I’m using KVM on my 12.1 system with good results in testing and am about to start using it as my live system replacing a stand-alone firewall system (SmoothWall on an old Dell GX-100) in one VM and consolidating several other functions (FTP space, NFS, SAMBA shares, UPS monitor server, IP scanner server) cutting down the numner of systems I have to keep running and maintained.
The firewall was an interesting install and I discovered several limitations in my hardware (Dell T-310 and Intel multi-port NIC) that needed worked around. When directly assigning a PCI device like a NIC you can’t always assign the individual ports to different VMs, it turns out my Intel NIC (82576) has a single reset line so both ports must go to the same VM. Same for the BCM5716 motherboard NICs so I had to add a second NIC (Intel 82574l) to use for the server’s connection. For the firewall ports direct hardware assignment appears to be the safest from a security standpoint, for the server VM a bridged setup would probably be safe enough but since I had a slot and a card available I used it anyway. I’ve assigned one of the motherboard NICs to the host system and bridged the other to use for any additional VMs I add later.
The basic services on the server VM and firewall VM all work exactly as they would on a non-vm machine so there were no surprises there. I do wish I’d gotten a quad NIC for the firewall so I could add a wireless zone and a DMZ later so a card upgrade may be in my future.
I’m fooling with different options to see just how much memory they use, so far I’m not having any issues in testing with 4 GB on the host but keeping it down gives more room for disk buffers. Keeping power use down is another area I’m poking at to see what can be done to minimize that.
I have been using VNC as well as the VMM manager on remote systems with good results which is handy as I don’t intend to keep a keyboard/mouse/monitor attached to the host box once it is working and stable. Might pull the NVIDIA card at that point to save a few watts.
The basic setup is:
Dell T-310
Xeon quad 3440 (lowest end one with the IO-MMU needed for direct PCI hardware assignment)
4 GB DDR3 RAM
128 GB SSD (host and VM space)
1 TB WD green drive for server VM’s storage space (backups, photo collection, archived files, shared scratch space)
250 GB WD green drive for music collection (SAMBA shared to a Sonos system)
Intel dual port nic for SmoothWall firewall
Intel single port NIC for Server VM]
Dual onboard NICs for host and bridged
Video Nvidia GF-8400 fanless / low-power (since onboard video wasn’t DVI)

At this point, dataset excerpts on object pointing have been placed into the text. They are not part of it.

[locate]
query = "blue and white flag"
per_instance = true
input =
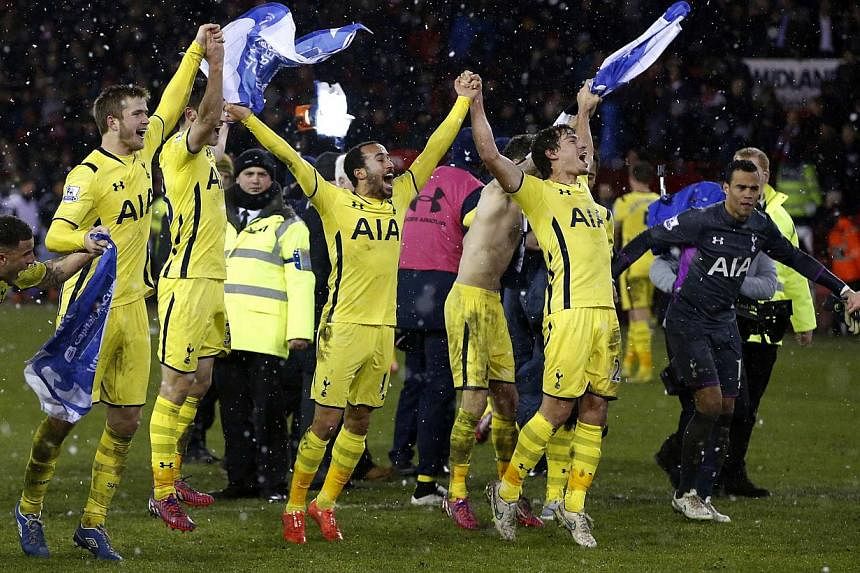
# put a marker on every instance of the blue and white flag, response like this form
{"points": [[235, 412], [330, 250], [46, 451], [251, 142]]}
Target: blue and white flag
{"points": [[262, 41], [62, 372], [637, 56], [329, 111]]}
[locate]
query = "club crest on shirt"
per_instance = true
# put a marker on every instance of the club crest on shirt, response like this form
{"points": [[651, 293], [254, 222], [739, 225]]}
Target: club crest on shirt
{"points": [[71, 193], [671, 223]]}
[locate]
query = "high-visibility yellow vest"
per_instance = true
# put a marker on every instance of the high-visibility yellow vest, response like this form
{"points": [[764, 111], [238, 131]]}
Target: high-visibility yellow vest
{"points": [[269, 291]]}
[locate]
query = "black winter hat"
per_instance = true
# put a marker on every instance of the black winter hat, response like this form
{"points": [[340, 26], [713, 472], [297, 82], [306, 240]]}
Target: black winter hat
{"points": [[254, 158]]}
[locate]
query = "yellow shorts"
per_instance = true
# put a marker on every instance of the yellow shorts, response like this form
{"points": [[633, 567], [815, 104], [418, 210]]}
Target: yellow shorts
{"points": [[122, 374], [479, 344], [353, 364], [583, 347], [193, 322], [636, 292]]}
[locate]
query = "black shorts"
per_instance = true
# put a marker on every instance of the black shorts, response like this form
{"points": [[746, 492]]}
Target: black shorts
{"points": [[706, 353]]}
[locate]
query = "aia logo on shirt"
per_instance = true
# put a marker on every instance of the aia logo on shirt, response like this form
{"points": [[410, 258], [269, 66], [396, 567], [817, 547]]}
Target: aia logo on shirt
{"points": [[737, 268], [435, 203], [375, 232]]}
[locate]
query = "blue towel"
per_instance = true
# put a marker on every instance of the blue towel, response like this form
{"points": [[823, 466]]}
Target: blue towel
{"points": [[62, 372]]}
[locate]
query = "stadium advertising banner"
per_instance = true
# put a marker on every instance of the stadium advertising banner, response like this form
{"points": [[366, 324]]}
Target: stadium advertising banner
{"points": [[794, 81]]}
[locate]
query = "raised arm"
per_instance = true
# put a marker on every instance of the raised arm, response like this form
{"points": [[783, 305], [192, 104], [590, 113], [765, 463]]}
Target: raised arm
{"points": [[664, 272], [506, 172], [212, 105], [587, 103], [760, 282], [467, 86], [176, 92], [303, 171]]}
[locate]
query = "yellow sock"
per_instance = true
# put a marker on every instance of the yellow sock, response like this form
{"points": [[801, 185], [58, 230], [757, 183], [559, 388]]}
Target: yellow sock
{"points": [[40, 468], [639, 339], [108, 466], [627, 365], [586, 442], [347, 450], [462, 443], [162, 436], [186, 417], [308, 460], [558, 463], [530, 447], [504, 436]]}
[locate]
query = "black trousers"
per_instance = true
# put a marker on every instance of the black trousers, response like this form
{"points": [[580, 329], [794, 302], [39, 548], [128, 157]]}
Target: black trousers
{"points": [[426, 407], [256, 398], [759, 360]]}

The original Dell drive is installed but unplugged, keeping it pristine along with all the Dell apps for maintaining the basic hardware which is turning out to be a real pain due to all the management stuff Dell has built into the system. Supposedly you can run them from a live CD Dell included but that has been less than successful for me. The Dell system monitor hardware also makes cold-booting from a power-off state an aggravating, slow process and so far nobody at Dell has had a way to get it turned off. If Dell hadn’t had a killer price on the system I’d have gone with a Linux vendor for a similar system without all the worthless to me monitor hardware.